- Born: June 9, 1934
- Died: August 30, 2010 (aged 76)
- Education: Saint Petersburg University
- Scientific career
- Fields: Linguist, Scholar, Professor of Semitic languages, politician and public man

= Mikhail Sado =

Mikhail Yukhanovich Sado (Михаил Юханович Садо, ܡܝܟ݂ܐܝܠ ܒܝܬ ܣܗܕܐ), (June 9, 1934 – August 30, 2010 ) was an Assyrian Russian linguist, scholar, Professor of Semitic languages, orientalist, politician, former paratrooper, and wrestling champion.

Mikhail Sado was born on June 9, 1934, in Leningrad. He was a linguist of Semitic languages and was fluent in many other Assyrian dialects. He taught Hebrew in Russian Orthodox seminaries. He obtained his doctorates in Oriental Studies at Leningrad University in 1951.

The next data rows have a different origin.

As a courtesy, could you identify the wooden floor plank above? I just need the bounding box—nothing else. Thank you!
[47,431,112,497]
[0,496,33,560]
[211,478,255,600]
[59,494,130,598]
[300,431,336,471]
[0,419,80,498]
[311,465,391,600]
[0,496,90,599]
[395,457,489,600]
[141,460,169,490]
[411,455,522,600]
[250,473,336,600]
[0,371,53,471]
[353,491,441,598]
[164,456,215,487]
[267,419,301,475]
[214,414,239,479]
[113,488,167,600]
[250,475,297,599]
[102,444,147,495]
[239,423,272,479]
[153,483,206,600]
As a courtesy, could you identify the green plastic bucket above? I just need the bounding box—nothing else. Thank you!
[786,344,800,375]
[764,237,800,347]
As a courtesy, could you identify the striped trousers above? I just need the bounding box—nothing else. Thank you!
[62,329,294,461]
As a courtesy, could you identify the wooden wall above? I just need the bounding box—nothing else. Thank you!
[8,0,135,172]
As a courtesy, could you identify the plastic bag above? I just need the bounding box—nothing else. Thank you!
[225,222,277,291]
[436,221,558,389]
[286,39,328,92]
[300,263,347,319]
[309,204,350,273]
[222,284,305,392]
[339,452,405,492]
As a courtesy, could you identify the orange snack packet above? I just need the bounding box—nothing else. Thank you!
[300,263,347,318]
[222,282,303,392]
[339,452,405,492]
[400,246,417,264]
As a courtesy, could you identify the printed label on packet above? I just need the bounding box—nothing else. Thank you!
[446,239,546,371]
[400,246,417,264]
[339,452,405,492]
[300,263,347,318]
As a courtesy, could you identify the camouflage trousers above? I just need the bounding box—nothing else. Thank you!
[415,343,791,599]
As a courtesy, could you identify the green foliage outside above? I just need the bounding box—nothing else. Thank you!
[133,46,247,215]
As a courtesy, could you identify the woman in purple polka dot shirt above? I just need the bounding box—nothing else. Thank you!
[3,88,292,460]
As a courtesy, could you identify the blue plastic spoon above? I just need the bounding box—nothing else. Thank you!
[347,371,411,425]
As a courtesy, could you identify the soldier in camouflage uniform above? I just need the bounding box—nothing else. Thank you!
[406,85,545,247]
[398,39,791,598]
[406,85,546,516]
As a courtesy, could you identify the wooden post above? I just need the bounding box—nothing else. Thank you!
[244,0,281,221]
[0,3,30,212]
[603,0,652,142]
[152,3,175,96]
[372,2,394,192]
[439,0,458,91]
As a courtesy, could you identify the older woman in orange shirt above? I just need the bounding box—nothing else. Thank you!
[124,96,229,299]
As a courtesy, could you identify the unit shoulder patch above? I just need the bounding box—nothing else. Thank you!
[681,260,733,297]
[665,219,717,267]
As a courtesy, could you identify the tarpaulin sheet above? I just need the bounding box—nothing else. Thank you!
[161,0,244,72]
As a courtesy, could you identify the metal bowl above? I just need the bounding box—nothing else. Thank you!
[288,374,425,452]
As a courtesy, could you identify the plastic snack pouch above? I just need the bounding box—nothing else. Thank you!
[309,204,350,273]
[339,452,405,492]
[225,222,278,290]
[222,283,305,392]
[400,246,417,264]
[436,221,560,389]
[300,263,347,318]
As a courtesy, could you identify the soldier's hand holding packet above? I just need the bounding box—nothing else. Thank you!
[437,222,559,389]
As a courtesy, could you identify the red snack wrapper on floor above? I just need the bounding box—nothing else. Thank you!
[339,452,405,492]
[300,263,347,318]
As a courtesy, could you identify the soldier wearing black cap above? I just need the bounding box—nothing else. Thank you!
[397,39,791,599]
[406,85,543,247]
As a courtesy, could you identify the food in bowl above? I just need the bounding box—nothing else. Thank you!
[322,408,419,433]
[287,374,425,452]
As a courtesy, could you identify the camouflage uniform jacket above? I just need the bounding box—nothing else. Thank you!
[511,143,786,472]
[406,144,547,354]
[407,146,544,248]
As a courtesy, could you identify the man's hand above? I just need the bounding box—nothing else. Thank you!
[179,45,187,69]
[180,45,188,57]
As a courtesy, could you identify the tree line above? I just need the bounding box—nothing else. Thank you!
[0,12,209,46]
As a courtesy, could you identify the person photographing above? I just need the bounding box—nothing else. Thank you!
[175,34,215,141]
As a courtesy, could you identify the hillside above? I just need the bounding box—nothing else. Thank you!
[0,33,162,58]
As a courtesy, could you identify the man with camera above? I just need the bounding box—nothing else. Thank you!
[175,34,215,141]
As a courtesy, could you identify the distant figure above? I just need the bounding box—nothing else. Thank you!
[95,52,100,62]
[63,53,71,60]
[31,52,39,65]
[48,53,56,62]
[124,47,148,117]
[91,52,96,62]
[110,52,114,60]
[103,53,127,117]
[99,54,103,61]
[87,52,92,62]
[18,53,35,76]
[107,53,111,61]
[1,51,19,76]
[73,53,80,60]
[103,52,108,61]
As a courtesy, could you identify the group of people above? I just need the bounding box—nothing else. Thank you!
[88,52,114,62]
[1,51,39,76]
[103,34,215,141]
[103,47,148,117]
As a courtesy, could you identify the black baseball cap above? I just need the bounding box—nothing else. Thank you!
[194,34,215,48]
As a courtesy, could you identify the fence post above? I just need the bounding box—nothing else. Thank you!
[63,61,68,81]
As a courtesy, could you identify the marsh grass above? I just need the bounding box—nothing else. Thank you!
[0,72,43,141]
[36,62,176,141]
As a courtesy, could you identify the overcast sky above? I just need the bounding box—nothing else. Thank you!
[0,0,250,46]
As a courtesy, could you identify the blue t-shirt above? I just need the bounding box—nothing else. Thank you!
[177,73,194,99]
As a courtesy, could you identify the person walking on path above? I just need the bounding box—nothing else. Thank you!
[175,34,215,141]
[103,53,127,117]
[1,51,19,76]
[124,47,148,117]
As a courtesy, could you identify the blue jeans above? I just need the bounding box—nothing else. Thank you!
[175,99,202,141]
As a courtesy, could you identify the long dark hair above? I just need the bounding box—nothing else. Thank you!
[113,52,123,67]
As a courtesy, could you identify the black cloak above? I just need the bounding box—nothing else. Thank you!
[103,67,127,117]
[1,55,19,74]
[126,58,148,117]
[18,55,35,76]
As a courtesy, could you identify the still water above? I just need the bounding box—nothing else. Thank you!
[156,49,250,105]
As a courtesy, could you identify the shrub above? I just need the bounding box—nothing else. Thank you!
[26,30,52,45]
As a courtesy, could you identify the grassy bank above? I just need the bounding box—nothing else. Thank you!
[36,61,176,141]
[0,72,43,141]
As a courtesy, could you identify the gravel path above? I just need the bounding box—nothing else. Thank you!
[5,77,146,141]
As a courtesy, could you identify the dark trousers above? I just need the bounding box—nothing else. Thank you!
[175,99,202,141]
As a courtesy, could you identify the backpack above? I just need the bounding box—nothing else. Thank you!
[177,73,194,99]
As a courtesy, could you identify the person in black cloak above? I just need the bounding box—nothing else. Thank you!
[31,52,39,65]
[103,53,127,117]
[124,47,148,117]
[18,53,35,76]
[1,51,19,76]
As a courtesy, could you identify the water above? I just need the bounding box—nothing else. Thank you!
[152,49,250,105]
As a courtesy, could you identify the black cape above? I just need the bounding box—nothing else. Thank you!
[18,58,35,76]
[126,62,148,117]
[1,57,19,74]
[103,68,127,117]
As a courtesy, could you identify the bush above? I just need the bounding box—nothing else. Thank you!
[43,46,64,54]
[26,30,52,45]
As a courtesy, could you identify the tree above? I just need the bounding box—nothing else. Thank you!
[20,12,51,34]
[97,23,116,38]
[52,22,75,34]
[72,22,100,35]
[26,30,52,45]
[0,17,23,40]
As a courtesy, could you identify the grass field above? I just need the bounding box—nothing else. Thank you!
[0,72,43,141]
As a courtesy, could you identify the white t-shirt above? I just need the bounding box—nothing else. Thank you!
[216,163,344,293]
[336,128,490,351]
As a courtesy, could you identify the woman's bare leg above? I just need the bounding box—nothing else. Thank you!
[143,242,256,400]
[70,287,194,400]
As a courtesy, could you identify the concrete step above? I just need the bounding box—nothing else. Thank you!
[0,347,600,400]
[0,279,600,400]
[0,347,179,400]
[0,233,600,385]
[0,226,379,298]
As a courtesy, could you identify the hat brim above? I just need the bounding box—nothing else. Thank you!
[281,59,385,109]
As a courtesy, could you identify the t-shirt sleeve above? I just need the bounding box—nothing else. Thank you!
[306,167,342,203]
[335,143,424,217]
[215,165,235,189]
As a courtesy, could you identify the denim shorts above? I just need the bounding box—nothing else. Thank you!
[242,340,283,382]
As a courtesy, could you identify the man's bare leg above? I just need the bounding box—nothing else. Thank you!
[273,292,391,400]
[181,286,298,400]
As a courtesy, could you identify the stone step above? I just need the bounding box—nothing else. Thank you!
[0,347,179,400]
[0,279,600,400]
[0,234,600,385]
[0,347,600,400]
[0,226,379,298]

Sado was one of four principal leaders who established the Russian Social Christian Union for the Liberation of Peoples. He spent thirteen years (1967–1980) in prison during the Soviet Union because of his religious activism.

Mikhail Sado's origin goes back to Hakkari, a village of Levon north of Tiari. His father was Challo and his mother Mariam. His wife Zina was born in Moscow. She was one year old when her family was forced to leave the USSR for Iran under Stalin's order. She was raised in Iran and returned to the Soviet Union in 1962.

The Sados have two sons; his youngest son Rabban Estepanos, is the presiding priest of the oldest Russian Orthodox Church in St. Petersburg, Cathedral of The Holy Trinity of St. Alexander Nevsky Monastery built in 1703–1714. Rabban Estepanos speaks Assyrian fluently. He assisted his father in publishing a book in Russian on the life and accomplishments of the prominent Assyrians in the Soviet Union. Mikhail Sado's older son (a transportation business owner) funded this publication.